By Patrick Cronin

Hampton Union, Friday, April 28, 2006

[The following article is courtesy of the Hampton Union and Seacoast Online.]

Despite the recent closings of several businesses, downtown Hampton is thriving as new establishments move in.
[Photo by Jackie Ricciardi]

The closings of Colt News Store, 7-Eleven, and Bib ‘N Crib earlier this year had some people worried that the downtown is not what it used to be — a shopping destination.

Several months later downtown Hampton appears to be coming back to life. And while more businesses have closed, including the Stoneweaver Book Store and Just Jens, others have replaced them.

Just Jens became Amelia’s Bistro while the Stoneweaver Bookstore site is now home to Accountable Contractors.

Me & Ollie’s Cafe and Bakery opened in March replacing 7-Eleven on High Street and the site of the former Hampton Union office at Depot Square is now Yongevity Spa.

There are reports that a Starbucks coffee shop and a Fed Ex/Kinko’s will set up shop replacing the Shell gas station, which is closing today after 35 years at its Route 1 location.

Selectman Ginny Bridle-Russell said she believes downtown is making a comeback while Selectman Ben Moore said downtown is just changing with the times.

“I hate to say it, but I think the days of the Bib & Crib and the shoe stores are gone,” Moore said. “I don’t think we will see that kind of retail again because people can just go to a mall. I think we will see smaller and more specialty shops.”

Several business owners have said the only thing that will keep and lure businesses downtown is more parking and less traffic congestion on Route 1.

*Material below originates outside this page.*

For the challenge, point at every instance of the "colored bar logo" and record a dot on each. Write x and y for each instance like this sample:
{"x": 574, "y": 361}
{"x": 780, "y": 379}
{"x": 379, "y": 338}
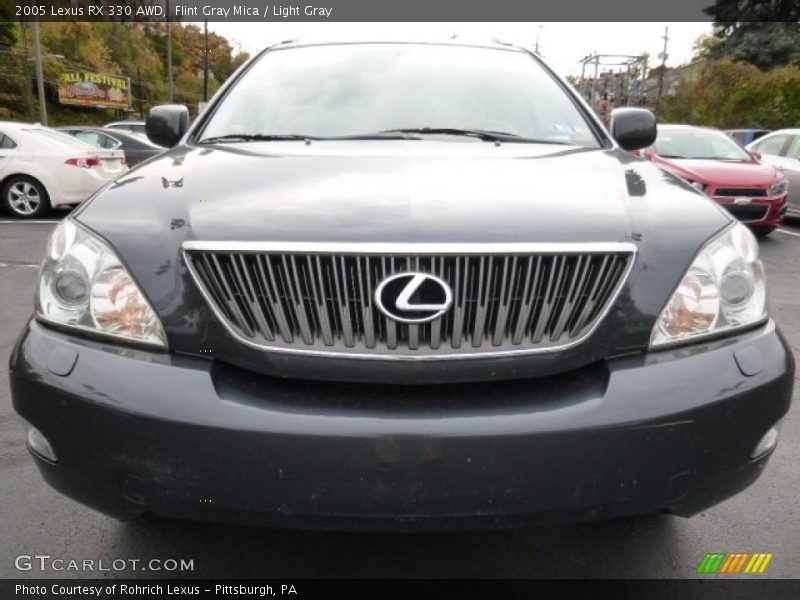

Greg Dollarhide, owner of Seacoast Coin & Jewelry, said a lack of parking in front of his store on the east side of Lafayette Road was one reason he moved out of the downtown. Al Casassa, owner of Colt News, said parking, traffic and a change in shopping habits are why his store closed after 81 years.

Town Planner Jamie Steffon said he doesn’t believe traffic and parking is the problem and the downtown is still vibrant.

“I have heard talk since I’ve been here about the demise of downtown Hampton due to traffic and parking,” Steffon said. “I don’t really see traffic as problem. Traffic is usually a good thing for a downtown.

“I think if you have the right business that draws people, you want traffic.”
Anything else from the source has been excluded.